Book, 11 x 17,5 cm, 140 p., language : English, Flemish, West-Flemish, publisher : APE, Art Paper Editions, ISBN : 9789490800222.
Materials: ink, paper

Collection: Collection M HKA, Antwerp (Inv. no. B 2027/670).

Literary synopsis

Jeff Brown is a Caucasian American who settled in West Flanders forty years ago. After the sudden death of his West Flemish wife, he becomes a widower in grief trying to go on with his life while at the same time confronted with an ultimatum given by his son.

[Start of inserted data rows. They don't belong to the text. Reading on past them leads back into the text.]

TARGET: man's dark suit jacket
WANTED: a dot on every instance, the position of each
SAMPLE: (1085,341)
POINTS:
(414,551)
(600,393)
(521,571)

"In June 2004, I was officially declared by the government of Belgium a “vreemdeling” - a stranger, an alien, a foreigner. I remember when I was in the fifth grade, we were encouraged to share with the class what we wanted to become when we grow up. Though it seemed like a simple question, we took our time. So by the end of the lesson, we had produced a long list of “occupations” - a baseball player, a comic book artist, a scientist, a businessman, a fireman or a journalist. The list went on; anything children at that age could possibly think of, we wrote down. On the day I became a foreigner I tried to recall the list, and “foreigner” was not on it. I guess we had never thought of becoming one – no one did."

Brown is a work of fiction at the same time an autobiographical collage that depicts a potential future self – a stretched reality, translated from visual memories, that lives on paper. It examines how people define and call a place home, and how people struggle when they're socially disabled. It’s a story for people who are away from home, who are going to be away from home and who had been away from home.

Relation of the novel to the artist’s practice

Brown is the first episode of a novel trilogy – Orchestrating the Borrowed, in which the worlds of artist's autobiography are explored and the concept of borrowed identity is examined. The trilogy contains Brown, Green and White.

In Brown Hou adopted his experience of being frequently asked why he's been living in the Flemish society for years and yet do not manage to speak the language. People often question his will to integrate based on his not speaking Flemish. So it made the artist wonder what would happen to him if forty years from now he still didn’t speak the language. Brown was his first attempt, as an artist, to challenge the traditional writing perspective of autobiography. Brown (and the entire trilogy) is very much a work that is both literary and artistic. For it transpires social issues by writing text, and creating visual works, that respond to the researched subjects.